Esta guía resume una rutina semanal realista, pensada para casa y compatible con los cuidados del caniche. No sustituye la pauta veterinaria: si hay picor, diarrea, tos, cojera, apatía o cambios bruscos de apetito, lo prudente es consultar con un profesional.
¿Qué vas a encontrar en este artículo? :)
Cepillado: poco tiempo, mucha constancia
El pelo rizado del caniche tiende a formar nudos cuando se deja varios días sin revisar. Lo ideal es dedicar unos minutos varias veces por semana, separando con suavidad las zonas donde más se enreda: orejas, axilas, pecho, patas y base de la cola.

Un cepillado corto tres o cuatro veces por semana suele funcionar mejor que una sesión larga cuando el pelo ya está lleno de nudos.
También importa acostumbrarlo a manipular orejas, patas y boca sin convertirlo en una pelea. Ese hábito facilita la peluquería, las revisiones y la convivencia diaria, especialmente en perros pequeños con mucho contacto familiar.
Alimentación y peso: revisar sin obsesionarse
La comida debería medirse con una referencia estable, no a ojo cada día. Un caniche pequeño puede ganar peso con facilidad si suma premios, restos de mesa y poca actividad. La semana debe incluir una revisión visual sencilla: cintura, energía, heces y apetito.

Cuando hay dudas sobre tamaño esperado, tipo de pelo o necesidades futuras, páginas como caniches en Almería o caniches en Córdoba pueden servir para comparar cómo explican los criadores la entrega y el cuidado posterior. Esa información vale más que una respuesta rápida por mensajería.
El carácter del caniche suele ser atento, activo y muy vinculado a la familia. Por eso necesita paseos tranquilos, juego moderado y descanso real. Socializar no significa exponerlo a todo de golpe, sino presentarle sonidos, personas, perros equilibrados y entornos nuevos sin saturarlo.

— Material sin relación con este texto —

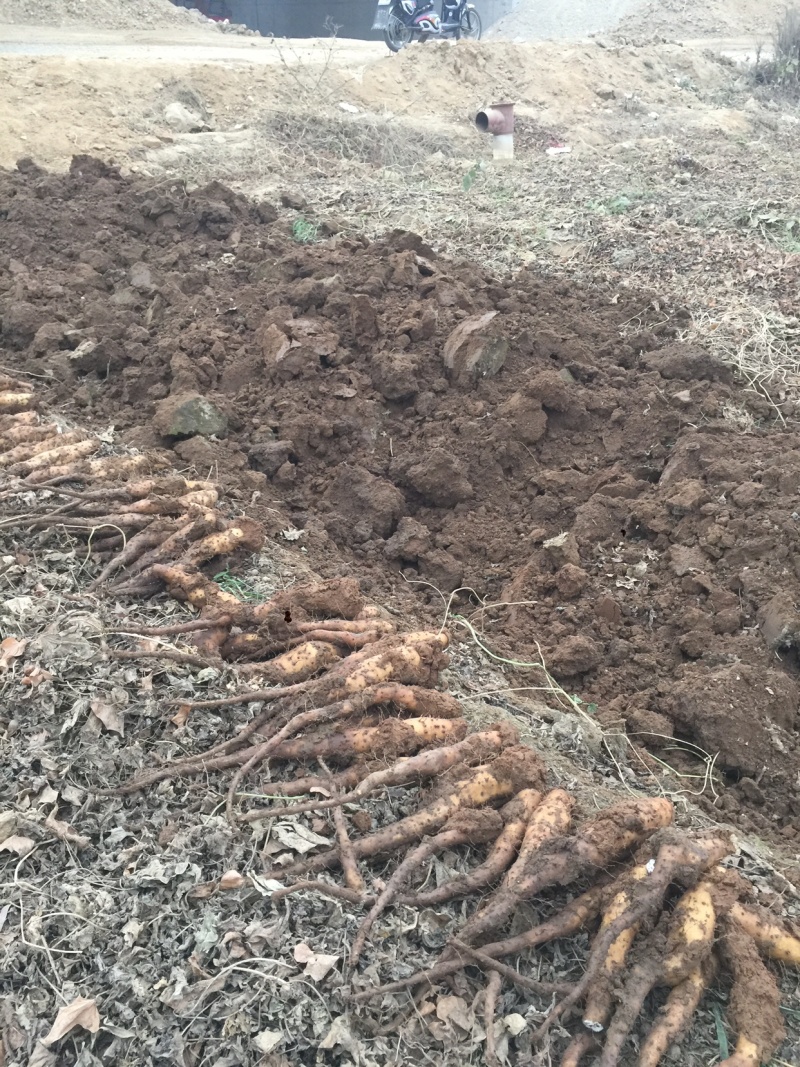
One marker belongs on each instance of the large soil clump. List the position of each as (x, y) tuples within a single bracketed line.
[(532, 440)]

Una pauta sencilla puede ser alternar paseos breves, ratos de olfato y descanso. Si el perro se esconde, tiembla, ladra sin parar o deja de responder, probablemente el entorno es demasiado intenso para ese momento.
Higiene semanal que sí merece la pena
- Revisar ojos y limpiar legañas solo si aparecen.
- Comprobar orejas sin introducir bastoncillos.
- Mirar uñas y almohadillas tras paseos largos.
- Lavar comedero y bebedero con frecuencia.
- Revisar piel y pelo mientras se cepilla.
- Anotar cambios de apetito, peso o ánimo.
El baño no tiene que ser semanal salvo indicación concreta. Usar productos adecuados para perro y secar bien el manto evita irritaciones. Si además estás comparando colores del caniche, recuerda que el color no debería pesar más que salud, temperamento y procedencia.
Una rutina posible de lunes a domingo
Lunes y jueves pueden reservarse para cepillado más completo. Martes y sábado, revisión de orejas, ojos y patas. Miércoles y viernes, trabajo suave de correa, calma y llamadas en casa. El domingo puede quedar para revisar comederos, cama, juguetes y planificar si toca peluquería o veterinario.
La clave es que la rutina sea sostenible. Un caniche cuidado no necesita una agenda complicada, sino una familia que observe, repita hábitos y actúe pronto cuando algo se sale de lo normal.